By Attorney Jonathan Emord
Author of "The Rise of Tyranny" and
"Global Censorship of Health Information"
November 14, 2011
NewsWithViews.com

Mobile medical apps are prolific in the market. Created by physicians and scientists, most are used by physicians and hospitals to accelerate and reduce human error associated with computations needed for the use of various devices; to improve the quality of imaging used in diagnosis and treatment decisions; and to permit real time, remote monitoring of cardiopulmonary functions, blood sugar levels, brain wave patterns, and numerous other indicia of disease. These innovations are vastly extending the reach of physicians and are greatly improving the lives, longevity, and freedom of patients. They are inextricably linked to medical practice which is evolving from hospital and clinic bound service to remotely delivered service. Having eyed the mobile medical app market since the 1980’s, the FDA has now stepped forward to increase its regulatory presence--not through the legally required means of a rulemaking but through the autocratic alternative of an agency “guidance.” Although characterizing its move into medical app regulation as limited, FDA’s intervention threatens to politicize, retard, and disable a thriving and enormously beneficial marketplace.

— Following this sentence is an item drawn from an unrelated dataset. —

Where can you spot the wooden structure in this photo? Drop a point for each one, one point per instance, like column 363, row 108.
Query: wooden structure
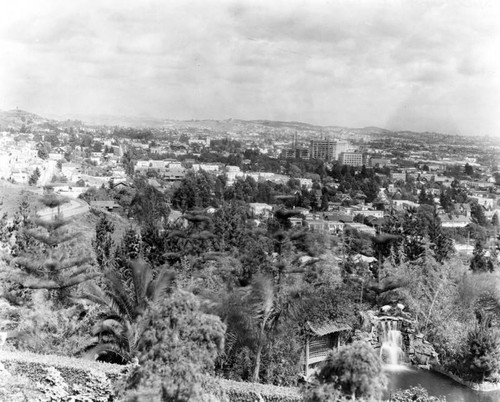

As it has in every instance of market-wide regulation in the past, FDA now promises to regulate a huge part of the mobile medical app market and to determine within that market who may be a part of it and who may not, politically selecting winners and losers. Countless lives have been lost due to corruption, costly delays, and anticompetitive bias within the FDA’s Center for Devices and Radiological Health (CDRH) and it is that center which will be primarily responsible for regulating mobile medical apps. As FDA endeavors to bring more and more mobile apps under its purview, ever increasing numbers of lives will be lost. What the market giveth, the government taketh away; and what the Lord giveth in life, the government taketh away also.

On July 21, 2011, FDA published its mobile medical app “guidance.” While professing that it was engaged in a limited intervention into the market, the FDA in fact carved out an enormous universe to regulate: all mobile apps that function as accessories to existing medical devices; all mobile apps intended for use in the diagnosis of disease or other conditions or in the cure, mitigation, treatment, or prevention of disease; and all mobile apps intended to affect the structure or function of the body. It is scarcely possible to conceive of a medical app that would not be deemed a regulable device under FDA’s regulatory definition.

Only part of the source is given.